Boxplot for Trip Distance

• Above box plot shows the distribution of the Trip distance. Usually customer tend to take short distance therefore removing the outliers reduced skewness in the data.

Feature Engineering :

• Converted Pickup time from 12 hours format to 24 hours format & developed new column Date & time.
• Developed new feature coordinates which comprises of Latitude & Longitude in both the datasheets so that it can be mapped efficiently instead of searching on two columns.
• Combined coordinates from both the data set divided the NYC state into different cities.

Exploratory Data Analysis

Data Distribution :

Bar charts shows the distribution of the data across different categories

• 1st bar chart states, two vendor provide Green cab & 2nd id the most dominating in the market.
• 2nd and 3rd chart shows usually passengers tend to travel alone followed by in a pair or in a group & usually customer travel in a standard fare category.

Trips exploration :

Trips exploration bar chart

• After cleaning the dataset, we can say normally customers don’t tend to take longer journey’s in the cab.
• And if we analyze the pattern of the distance travelled by hour, then we can clearly see during early morning’s hours or after office hours customer take long journey’s there this could be potential assumption customer is travelling to airports.

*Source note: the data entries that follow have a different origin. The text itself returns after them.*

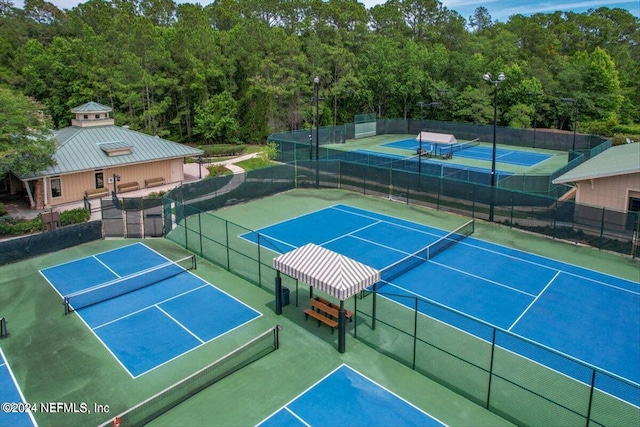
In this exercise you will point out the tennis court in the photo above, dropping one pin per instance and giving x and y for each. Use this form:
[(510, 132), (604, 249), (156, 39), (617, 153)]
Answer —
[(15, 414), (567, 308), (145, 309), (444, 169), (472, 150), (347, 398)]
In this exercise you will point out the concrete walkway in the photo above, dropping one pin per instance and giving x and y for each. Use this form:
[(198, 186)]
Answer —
[(191, 174)]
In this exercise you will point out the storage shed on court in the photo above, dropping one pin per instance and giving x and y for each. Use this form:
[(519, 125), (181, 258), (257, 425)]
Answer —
[(437, 138)]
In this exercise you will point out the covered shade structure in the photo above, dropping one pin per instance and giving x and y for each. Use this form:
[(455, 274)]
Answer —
[(436, 138), (328, 271)]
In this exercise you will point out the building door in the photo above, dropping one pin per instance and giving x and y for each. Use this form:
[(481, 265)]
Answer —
[(99, 179)]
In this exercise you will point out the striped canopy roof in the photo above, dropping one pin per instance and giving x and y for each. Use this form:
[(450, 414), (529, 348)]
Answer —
[(438, 138), (335, 274)]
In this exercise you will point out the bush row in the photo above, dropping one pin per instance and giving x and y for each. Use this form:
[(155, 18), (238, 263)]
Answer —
[(222, 150), (19, 226)]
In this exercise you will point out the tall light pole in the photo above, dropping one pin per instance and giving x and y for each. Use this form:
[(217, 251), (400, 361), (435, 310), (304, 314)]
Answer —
[(575, 118), (316, 85), (489, 79), (535, 114), (421, 104)]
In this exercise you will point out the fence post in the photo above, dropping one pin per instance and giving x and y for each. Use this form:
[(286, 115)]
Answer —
[(602, 228), (200, 230), (592, 386), (634, 240), (493, 347), (415, 332), (259, 264), (226, 232)]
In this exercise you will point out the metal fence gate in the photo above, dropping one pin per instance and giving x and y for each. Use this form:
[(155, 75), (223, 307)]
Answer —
[(134, 217)]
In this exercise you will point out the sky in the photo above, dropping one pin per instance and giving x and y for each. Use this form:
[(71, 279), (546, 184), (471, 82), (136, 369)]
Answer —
[(498, 9)]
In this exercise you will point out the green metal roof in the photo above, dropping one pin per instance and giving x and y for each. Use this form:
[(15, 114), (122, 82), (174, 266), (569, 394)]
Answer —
[(81, 149), (619, 160), (91, 107)]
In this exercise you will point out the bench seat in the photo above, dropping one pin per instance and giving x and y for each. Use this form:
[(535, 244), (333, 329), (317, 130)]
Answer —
[(154, 182), (96, 192), (320, 318), (348, 314), (128, 186)]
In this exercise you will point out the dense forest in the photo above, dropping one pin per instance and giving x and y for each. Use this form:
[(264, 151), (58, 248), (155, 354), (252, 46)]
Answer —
[(238, 70)]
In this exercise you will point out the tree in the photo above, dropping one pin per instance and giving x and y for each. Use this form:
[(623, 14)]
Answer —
[(481, 19), (216, 119), (26, 142)]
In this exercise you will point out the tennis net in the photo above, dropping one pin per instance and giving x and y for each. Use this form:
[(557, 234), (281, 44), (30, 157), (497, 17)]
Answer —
[(177, 393), (417, 258), (450, 149), (127, 284)]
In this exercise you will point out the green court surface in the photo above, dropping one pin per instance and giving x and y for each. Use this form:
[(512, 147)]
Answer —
[(376, 143), (56, 358)]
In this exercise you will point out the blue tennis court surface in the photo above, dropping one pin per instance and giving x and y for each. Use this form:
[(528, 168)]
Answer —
[(347, 398), (582, 313), (445, 168), (150, 326), (13, 412), (478, 152)]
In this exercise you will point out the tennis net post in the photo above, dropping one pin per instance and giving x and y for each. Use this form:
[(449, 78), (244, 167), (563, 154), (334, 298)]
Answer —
[(124, 285), (161, 402)]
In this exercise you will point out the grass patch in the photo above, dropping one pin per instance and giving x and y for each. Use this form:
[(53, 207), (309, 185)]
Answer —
[(218, 170), (255, 163)]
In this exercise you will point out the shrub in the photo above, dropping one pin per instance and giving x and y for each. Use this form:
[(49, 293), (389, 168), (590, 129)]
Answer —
[(19, 226), (74, 216), (223, 150), (217, 170)]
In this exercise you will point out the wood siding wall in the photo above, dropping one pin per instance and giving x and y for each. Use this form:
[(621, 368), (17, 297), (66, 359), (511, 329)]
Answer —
[(74, 185)]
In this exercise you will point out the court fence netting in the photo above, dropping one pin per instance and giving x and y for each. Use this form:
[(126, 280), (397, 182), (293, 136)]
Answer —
[(521, 389), (295, 145), (158, 404), (127, 284)]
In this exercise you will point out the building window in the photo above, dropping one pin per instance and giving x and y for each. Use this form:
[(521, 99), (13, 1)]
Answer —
[(99, 179), (56, 188)]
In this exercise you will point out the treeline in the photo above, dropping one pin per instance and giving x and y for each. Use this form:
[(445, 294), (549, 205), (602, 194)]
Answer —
[(238, 70)]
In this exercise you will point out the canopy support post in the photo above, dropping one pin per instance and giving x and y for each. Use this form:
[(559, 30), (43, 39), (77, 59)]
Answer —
[(373, 308), (342, 326), (278, 293)]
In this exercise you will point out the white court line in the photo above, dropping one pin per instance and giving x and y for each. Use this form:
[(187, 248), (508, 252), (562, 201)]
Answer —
[(466, 273), (179, 324), (534, 301)]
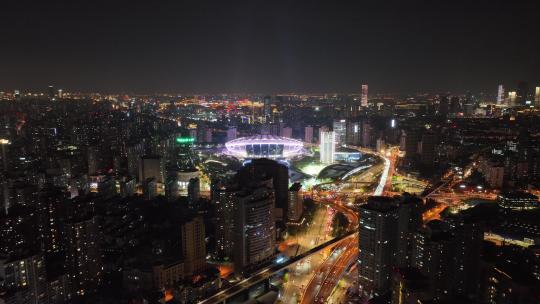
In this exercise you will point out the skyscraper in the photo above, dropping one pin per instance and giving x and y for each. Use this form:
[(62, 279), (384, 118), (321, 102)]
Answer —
[(295, 203), (427, 147), (232, 133), (24, 278), (286, 132), (83, 257), (262, 169), (254, 226), (308, 134), (340, 131), (151, 166), (327, 147), (267, 109), (500, 94), (364, 98), (226, 202), (193, 246), (522, 93), (378, 244)]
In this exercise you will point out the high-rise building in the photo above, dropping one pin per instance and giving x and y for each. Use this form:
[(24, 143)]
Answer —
[(327, 147), (448, 253), (512, 98), (364, 97), (308, 134), (254, 226), (51, 92), (263, 168), (232, 133), (296, 206), (193, 246), (24, 279), (427, 148), (51, 201), (267, 109), (522, 93), (367, 133), (340, 131), (378, 244), (83, 256), (93, 161), (226, 202), (286, 132), (443, 105), (194, 191), (151, 166), (409, 143), (500, 94)]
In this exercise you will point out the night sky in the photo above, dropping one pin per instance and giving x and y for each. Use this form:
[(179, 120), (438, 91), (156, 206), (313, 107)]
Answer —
[(269, 46)]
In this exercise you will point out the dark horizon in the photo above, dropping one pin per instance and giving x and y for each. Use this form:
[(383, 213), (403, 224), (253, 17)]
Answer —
[(256, 47)]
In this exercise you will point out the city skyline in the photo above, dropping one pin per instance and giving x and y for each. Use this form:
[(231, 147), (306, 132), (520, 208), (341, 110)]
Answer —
[(255, 47)]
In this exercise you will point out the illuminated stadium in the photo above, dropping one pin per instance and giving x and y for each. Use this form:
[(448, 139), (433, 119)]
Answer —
[(267, 146)]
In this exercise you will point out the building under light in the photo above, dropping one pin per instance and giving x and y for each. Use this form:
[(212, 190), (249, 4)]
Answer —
[(500, 94), (327, 147), (264, 146), (363, 100)]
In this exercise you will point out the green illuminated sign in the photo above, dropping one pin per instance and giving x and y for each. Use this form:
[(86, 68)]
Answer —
[(185, 140)]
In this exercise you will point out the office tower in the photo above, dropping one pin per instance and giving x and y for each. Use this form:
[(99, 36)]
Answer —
[(380, 145), (225, 201), (522, 93), (455, 105), (512, 98), (267, 109), (409, 221), (150, 188), (427, 149), (409, 140), (232, 133), (364, 97), (500, 94), (151, 166), (469, 105), (327, 147), (3, 144), (93, 160), (353, 133), (378, 244), (448, 253), (51, 201), (367, 133), (180, 173), (23, 279), (51, 92), (23, 194), (193, 246), (443, 105), (83, 256), (263, 168), (18, 231), (308, 134), (134, 153), (194, 190), (340, 131), (254, 226), (296, 206), (286, 132)]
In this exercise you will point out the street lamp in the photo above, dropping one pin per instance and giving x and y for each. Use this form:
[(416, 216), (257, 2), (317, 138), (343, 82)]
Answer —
[(3, 143)]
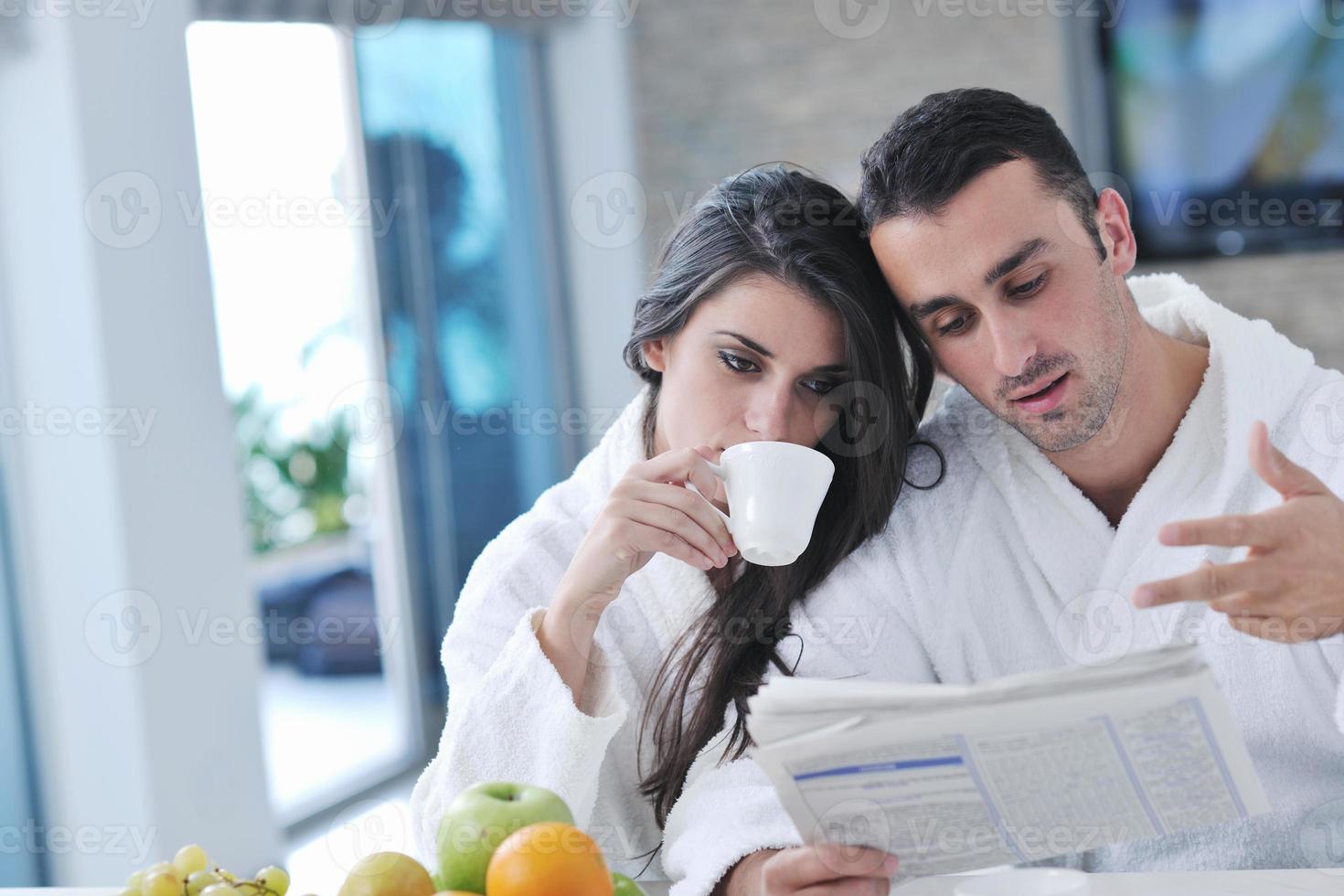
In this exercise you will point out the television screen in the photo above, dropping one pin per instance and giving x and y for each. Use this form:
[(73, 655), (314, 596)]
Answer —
[(1227, 123)]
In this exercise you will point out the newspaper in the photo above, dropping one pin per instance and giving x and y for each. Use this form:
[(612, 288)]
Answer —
[(953, 778)]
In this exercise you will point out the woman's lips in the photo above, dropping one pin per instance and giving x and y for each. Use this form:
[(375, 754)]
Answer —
[(1046, 400)]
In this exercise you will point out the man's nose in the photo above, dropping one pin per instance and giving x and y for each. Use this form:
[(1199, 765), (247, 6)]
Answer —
[(1014, 346)]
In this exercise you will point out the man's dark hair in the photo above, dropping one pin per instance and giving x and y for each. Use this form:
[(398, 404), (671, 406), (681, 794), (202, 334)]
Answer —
[(944, 142)]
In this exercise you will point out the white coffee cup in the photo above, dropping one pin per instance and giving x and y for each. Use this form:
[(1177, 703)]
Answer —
[(774, 492)]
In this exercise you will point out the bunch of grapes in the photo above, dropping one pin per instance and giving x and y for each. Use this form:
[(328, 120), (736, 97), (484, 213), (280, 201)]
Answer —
[(190, 875)]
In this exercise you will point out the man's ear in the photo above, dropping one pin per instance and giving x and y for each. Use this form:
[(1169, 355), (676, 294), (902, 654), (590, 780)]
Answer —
[(1115, 232), (655, 354)]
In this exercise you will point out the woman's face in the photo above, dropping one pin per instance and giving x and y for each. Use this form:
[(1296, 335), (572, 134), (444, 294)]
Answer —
[(752, 364)]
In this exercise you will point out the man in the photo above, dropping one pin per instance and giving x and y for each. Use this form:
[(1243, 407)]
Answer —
[(1112, 485)]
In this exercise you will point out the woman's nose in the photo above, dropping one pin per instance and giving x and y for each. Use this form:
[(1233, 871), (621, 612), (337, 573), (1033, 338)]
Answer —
[(768, 415)]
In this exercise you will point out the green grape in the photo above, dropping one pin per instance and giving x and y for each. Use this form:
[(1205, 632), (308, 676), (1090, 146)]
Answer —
[(200, 880), (190, 860), (274, 879), (219, 890), (163, 883)]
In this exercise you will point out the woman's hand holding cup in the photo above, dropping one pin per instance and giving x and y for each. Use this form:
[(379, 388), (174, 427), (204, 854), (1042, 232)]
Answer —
[(651, 512)]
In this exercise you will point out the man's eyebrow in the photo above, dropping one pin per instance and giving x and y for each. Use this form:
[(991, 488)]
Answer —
[(930, 306), (750, 343), (1008, 265)]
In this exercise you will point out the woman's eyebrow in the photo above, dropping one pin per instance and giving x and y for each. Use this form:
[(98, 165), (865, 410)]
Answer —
[(763, 352)]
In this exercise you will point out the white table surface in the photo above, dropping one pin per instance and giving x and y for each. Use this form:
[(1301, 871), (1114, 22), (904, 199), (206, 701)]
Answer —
[(1221, 883)]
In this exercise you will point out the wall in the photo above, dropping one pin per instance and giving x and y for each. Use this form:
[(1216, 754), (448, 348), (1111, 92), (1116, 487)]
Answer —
[(720, 86)]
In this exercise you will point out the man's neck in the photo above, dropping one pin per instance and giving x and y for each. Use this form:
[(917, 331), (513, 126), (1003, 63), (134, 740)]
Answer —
[(1160, 380)]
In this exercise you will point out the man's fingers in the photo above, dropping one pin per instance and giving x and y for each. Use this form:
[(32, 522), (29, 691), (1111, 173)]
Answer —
[(1280, 473), (1232, 531), (848, 887), (1209, 581)]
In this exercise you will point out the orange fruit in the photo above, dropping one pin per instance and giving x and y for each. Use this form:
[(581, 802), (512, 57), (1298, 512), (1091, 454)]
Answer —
[(548, 859)]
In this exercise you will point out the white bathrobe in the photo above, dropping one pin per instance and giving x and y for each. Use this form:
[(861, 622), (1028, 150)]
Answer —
[(509, 715), (1007, 567)]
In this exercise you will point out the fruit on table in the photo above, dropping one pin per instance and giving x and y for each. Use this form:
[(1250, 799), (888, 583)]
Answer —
[(623, 885), (479, 819), (549, 859), (388, 875), (190, 873)]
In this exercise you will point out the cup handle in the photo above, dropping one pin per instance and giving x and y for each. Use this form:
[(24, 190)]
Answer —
[(723, 475)]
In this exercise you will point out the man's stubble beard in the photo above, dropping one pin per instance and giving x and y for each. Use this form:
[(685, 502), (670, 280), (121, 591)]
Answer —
[(1064, 429)]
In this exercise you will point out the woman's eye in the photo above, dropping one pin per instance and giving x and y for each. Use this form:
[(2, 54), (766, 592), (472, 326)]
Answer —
[(735, 363), (1027, 289)]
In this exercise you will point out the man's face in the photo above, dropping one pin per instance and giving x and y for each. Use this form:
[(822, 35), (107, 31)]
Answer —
[(1008, 289)]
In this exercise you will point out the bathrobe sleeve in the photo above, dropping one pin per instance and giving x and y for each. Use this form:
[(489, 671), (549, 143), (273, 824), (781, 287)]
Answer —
[(729, 810), (509, 713)]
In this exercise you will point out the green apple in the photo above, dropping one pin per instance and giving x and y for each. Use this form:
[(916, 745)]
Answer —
[(623, 885), (388, 875), (480, 818)]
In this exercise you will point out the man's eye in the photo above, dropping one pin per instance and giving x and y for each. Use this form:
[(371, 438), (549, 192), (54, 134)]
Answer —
[(735, 363), (1027, 289)]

Pick-Up & Drop-off Pattern :

Pickup & Drop off scatter plot

• Above pickup & drop off pattern shows people travels to the down-town area.
• Might be Tourist tend to travel from airport & like to deboard most attractive NYC spots.Although green taxi are not allowed to pick the customers within the downtown.
• Or else employee take cabs from there respective home to Bay areas near Brooklyn.

Predictive Modelling

In this phase of the problem statement, I build an unsupervised predictive model to provide recommendations to the NYC Green taxi driver what could be the potential area’s drivers can choose which even won’t affect the amount drivers making at the present stage.

After loading only 20% of the random population for the entire dataset to prevent any memory issues.Performed the similar above data cleaning process to get the final data for building the model.

Data Modelling for K-Means

Grouped the cities in NY state according to the pick-up counts distributed across the day with a breakdown in 24 slots.From this, we can develop the clusters & see which cities are grouped together so that if any driver wants to change its working location, he/she can.

The total count of the pickups in each city of NYC state have different count, therefore need to normalize the count to get the unbiased results.

Scaled Data for K-Means

Scaled it using the Normalizing technique (Value/Total).

K-Means model building :

In NYC state we have 35 zones, I just used 10 clusters to divide 95 cities into each. I could have done better, if I could divide the NYC states into sectors but I couldn’t find any relevant data source to map it.

Recommendation

• An important factor a driver can think if he/she wants to move in different location.

Vendor iD | Passenger_Count | Trip_distance | Fare_Amount | Tip Amt | Total Amt.

• Woodhaven belongs to cluster 0 & cluster 0 have 57 other cities too but if filter on Total amount & total number of pickup then we are left with only 8 other cities.

Hence, driver who drives in Woodhaven & earns 17$ in each trip with 253 pickup can drive in 8 other cities too where his/her revenue won’t be impacted.

Future Work

For the future work, additional dataset such as NYC weather can be plugged to further predict the surge in the particular city or area which can benefit the green cab driver.